Auto-promoted entries are distinguishable from human-reviewed ones:

  • ratified_by: 'auto-promote' (vs. cli-user or a human reviewer ID)
  • ratified_at timestamp records when promotion occurred

This lets operators filter and audit auto-promoted policies separately.

When to Use Auto-Promotion

Auto-promotion works well when:

  • Your vault has many agents (10+) producing consistent evidence
  • The review backlog is growing faster than human reviewers can process
  • You trust the confidence scoring (validated by reviewing early proposals)

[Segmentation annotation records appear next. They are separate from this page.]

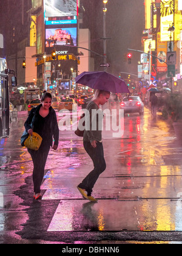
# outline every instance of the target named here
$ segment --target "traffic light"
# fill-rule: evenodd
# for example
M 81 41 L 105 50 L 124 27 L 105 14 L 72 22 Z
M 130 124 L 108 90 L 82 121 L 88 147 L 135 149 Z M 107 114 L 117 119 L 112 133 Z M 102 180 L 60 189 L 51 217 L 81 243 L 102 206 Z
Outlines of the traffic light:
M 132 64 L 132 54 L 129 53 L 127 54 L 127 62 L 129 64 Z
M 56 57 L 56 54 L 55 50 L 53 50 L 52 52 L 52 60 L 55 60 Z
M 22 63 L 22 68 L 26 68 L 26 63 L 25 60 L 24 60 Z

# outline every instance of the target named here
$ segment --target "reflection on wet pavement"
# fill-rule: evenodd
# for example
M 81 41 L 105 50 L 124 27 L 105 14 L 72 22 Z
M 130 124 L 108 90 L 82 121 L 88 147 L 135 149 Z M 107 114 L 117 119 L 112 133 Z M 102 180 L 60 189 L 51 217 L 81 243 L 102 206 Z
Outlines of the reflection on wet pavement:
M 19 146 L 24 118 L 13 127 L 15 133 L 1 141 L 0 186 L 7 210 L 20 211 L 25 222 L 21 200 L 16 197 L 13 205 L 8 197 L 12 185 L 18 189 L 32 172 L 30 155 Z M 59 132 L 59 148 L 50 152 L 41 187 L 47 207 L 50 201 L 59 201 L 48 232 L 182 231 L 182 144 L 170 124 L 152 120 L 147 109 L 143 116 L 126 116 L 124 127 L 120 138 L 103 131 L 107 169 L 94 188 L 96 204 L 84 200 L 76 189 L 93 168 L 82 140 L 73 131 Z M 7 220 L 3 212 L 1 230 Z
M 42 187 L 43 200 L 60 200 L 48 231 L 182 230 L 177 213 L 182 207 L 181 167 L 169 164 L 167 157 L 180 162 L 181 149 L 172 144 L 170 126 L 152 121 L 146 110 L 144 117 L 125 118 L 121 139 L 111 141 L 106 131 L 103 135 L 107 167 L 94 189 L 98 204 L 85 202 L 76 188 L 92 168 L 82 142 L 76 148 L 67 141 L 61 146 L 69 162 L 49 171 Z

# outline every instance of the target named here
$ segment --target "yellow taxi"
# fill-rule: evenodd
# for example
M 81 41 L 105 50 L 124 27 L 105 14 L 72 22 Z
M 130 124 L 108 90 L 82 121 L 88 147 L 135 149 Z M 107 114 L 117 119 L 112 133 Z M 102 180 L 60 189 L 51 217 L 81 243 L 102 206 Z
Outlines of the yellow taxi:
M 79 98 L 77 100 L 78 105 L 79 106 L 80 105 L 82 105 L 83 104 L 83 101 L 86 98 L 88 98 L 89 96 L 87 95 L 81 95 L 79 97 Z
M 33 108 L 38 106 L 41 103 L 41 100 L 39 99 L 32 99 L 28 105 L 28 113 L 29 113 Z
M 75 102 L 74 99 L 66 98 L 66 99 L 62 99 L 61 101 L 59 106 L 59 110 L 61 110 L 62 109 L 67 109 L 69 111 L 72 111 L 73 110 L 76 110 L 76 107 L 77 104 Z
M 52 107 L 59 110 L 61 100 L 58 97 L 53 97 L 52 99 Z

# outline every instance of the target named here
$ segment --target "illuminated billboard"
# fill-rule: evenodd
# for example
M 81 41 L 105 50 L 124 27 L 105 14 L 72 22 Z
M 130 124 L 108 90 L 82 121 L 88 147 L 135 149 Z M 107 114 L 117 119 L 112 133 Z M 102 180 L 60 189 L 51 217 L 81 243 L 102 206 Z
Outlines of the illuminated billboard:
M 174 0 L 161 2 L 161 41 L 174 40 L 174 33 L 168 31 L 174 21 Z
M 55 47 L 65 44 L 76 46 L 76 27 L 46 29 L 46 47 Z
M 46 17 L 77 16 L 78 0 L 45 0 Z

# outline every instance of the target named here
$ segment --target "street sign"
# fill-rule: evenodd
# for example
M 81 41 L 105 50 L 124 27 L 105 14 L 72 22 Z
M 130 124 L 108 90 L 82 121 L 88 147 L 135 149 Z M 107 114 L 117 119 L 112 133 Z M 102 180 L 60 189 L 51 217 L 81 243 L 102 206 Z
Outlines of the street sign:
M 109 63 L 101 63 L 100 68 L 109 68 L 110 64 Z
M 175 65 L 169 65 L 167 66 L 167 77 L 174 77 L 176 75 Z
M 167 52 L 167 64 L 172 65 L 177 64 L 177 52 Z

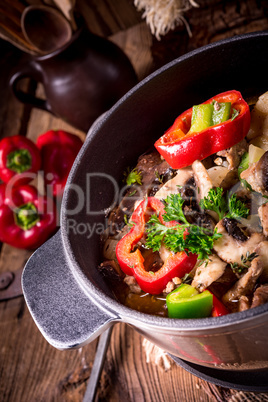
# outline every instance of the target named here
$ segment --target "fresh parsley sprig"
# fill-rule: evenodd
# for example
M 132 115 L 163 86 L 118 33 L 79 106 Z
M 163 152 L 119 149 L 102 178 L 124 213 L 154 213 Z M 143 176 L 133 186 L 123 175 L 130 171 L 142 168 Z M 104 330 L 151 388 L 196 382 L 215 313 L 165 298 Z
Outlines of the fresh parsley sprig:
M 179 193 L 168 196 L 164 203 L 166 213 L 163 215 L 163 220 L 182 223 L 167 227 L 156 215 L 152 215 L 147 223 L 146 247 L 159 251 L 161 245 L 164 244 L 168 250 L 174 253 L 186 251 L 198 254 L 199 259 L 207 259 L 212 253 L 215 240 L 222 235 L 217 233 L 217 229 L 212 232 L 208 228 L 189 223 L 184 216 L 182 209 L 184 200 Z
M 249 209 L 245 203 L 237 198 L 236 194 L 231 197 L 223 195 L 221 187 L 210 189 L 207 197 L 200 201 L 202 209 L 214 211 L 218 214 L 219 219 L 223 217 L 239 220 L 240 218 L 247 218 Z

It is not recommended for new vaults with limited agent diversity, where patterns may be artifacts of a single agent's behavior.

Governance Rules

These rules are enforced at the API level and cannot be bypassed:

RuleError
Only L3 entries can be promotedLayerPermissionError: only L3 entries eligible for promotion
L2 entries cannot be promotedGovernanceError: L2 entries cannot be promoted
Already-promoted entries cannot be re-promotedGovernanceError: entry already promoted
Already-rejected entries cannot be re-promotedGovernanceError: entry already rejected
Only pending status entries are eligibleGovernanceError: entry status must be pending
L4 writes require Governance APILayerPermissionError: only governance can write to L4

There is no "undo promote" operation. If an L4 entry needs to be deprecated, update its status to deprecated via the vault API. The evidence chain is preserved.